Since you are looking for an equation (you say "mathematically"), I would undoubtedly choose this:
$$\left[\hat O (x),\, \hat O' (y)\right]=0, \, \mbox{if}\; x-y \; \mbox{is spacelike}$$
where $\hat O$ and $\hat O'$ are the (linear self-adjoint) operators corresponding to two physical observables —in particular, both may be the same observable and therefore the same operator ($\hat O=\hat O'$)—, and $x, y$ are two points in space-time. This equation summarizes the fact that information cannot travel faster than light because it says that the results of two experiments separated by a space-like interval cannot be correlated. And this is what "information" means since one codes information with physical effects. Please, see this Definitions: 'locality' vs 'causality' if you are interested in the different usages of the terms "causality" and "locality", which are physically more relevant or why entanglement do not imply faster than light propagation.
The previous formula assumes that the physical laws obey the principles of quantum mechanics and special relativity, and are thus quantum field theories.

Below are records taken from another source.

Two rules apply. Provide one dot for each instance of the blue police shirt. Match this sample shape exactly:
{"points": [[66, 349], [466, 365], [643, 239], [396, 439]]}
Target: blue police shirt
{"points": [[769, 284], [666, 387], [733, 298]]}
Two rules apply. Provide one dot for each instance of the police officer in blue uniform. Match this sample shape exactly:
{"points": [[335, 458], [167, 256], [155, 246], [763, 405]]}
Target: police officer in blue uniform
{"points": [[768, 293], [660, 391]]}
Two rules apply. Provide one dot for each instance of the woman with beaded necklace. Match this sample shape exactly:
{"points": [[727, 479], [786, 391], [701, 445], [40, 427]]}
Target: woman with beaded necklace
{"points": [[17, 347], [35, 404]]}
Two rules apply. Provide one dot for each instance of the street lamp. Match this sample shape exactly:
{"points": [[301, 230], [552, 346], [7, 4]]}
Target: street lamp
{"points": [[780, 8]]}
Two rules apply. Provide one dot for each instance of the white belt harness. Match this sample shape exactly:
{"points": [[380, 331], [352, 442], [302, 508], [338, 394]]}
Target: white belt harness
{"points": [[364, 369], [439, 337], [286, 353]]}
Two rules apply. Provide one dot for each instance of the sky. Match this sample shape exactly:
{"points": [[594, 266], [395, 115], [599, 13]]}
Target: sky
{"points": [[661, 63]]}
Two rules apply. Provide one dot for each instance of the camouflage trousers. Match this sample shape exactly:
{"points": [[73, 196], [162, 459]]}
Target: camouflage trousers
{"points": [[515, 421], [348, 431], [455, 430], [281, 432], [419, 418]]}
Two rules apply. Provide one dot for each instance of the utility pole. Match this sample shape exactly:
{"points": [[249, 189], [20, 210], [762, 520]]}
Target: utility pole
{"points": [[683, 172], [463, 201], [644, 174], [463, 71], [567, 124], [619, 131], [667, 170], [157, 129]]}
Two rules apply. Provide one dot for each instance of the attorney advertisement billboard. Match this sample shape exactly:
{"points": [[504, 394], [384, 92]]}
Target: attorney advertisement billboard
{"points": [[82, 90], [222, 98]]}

This is the case for the electromagnetic, the weak and the strong interactions and also likely for the case of the gravitational interaction in the weak field limit and in the sense of an effective field theory; which are the fundamental interactions that we know.
Lastly, what is the relationship between Special Relativity and the
fact that the phase velocity of a wave packet can go faster than light
(light speed here being the group velocity)
Sometimes defining the speed of a wave is tricky. The signal or information velocity is often the group velocity (which is the velocity of a wave packet), even though in some media (see http://en.wikipedia.org/wiki/Signal_velocity) it is not. But the phase velocity (the rate at which the phase of the wave propagates) cannot carry information (see http://en.wikipedia.org/wiki/Phase_velocity) and may be faster than $c$.
Is there a reason we cannot consider the frame of reference of a
specific phase in a wave packet?
You may take any inertial frame provided its speed be lower than $c$. Note that according to special relativity one needs an infinite amount of energy to cross the speed of light $c$ threshold.
Edit: SMeznaric points out —and I agree with him— that space-like separated measurements may give correlated results. What is not possible is to send information one has control over, such as the choice of measurement operators.
Best Answer
The simple answer is that the wave packet travels at the group velocity not the phase velocity, and the group velocity is always less than or equal to $c$.
You might argue that you aren't using a wave packet. For example you might argue that you are just turning the light on and waiting for it to get to the point $B$. However any modulation of the wave intensity, including turning it on and off, will propagate at the group velocity.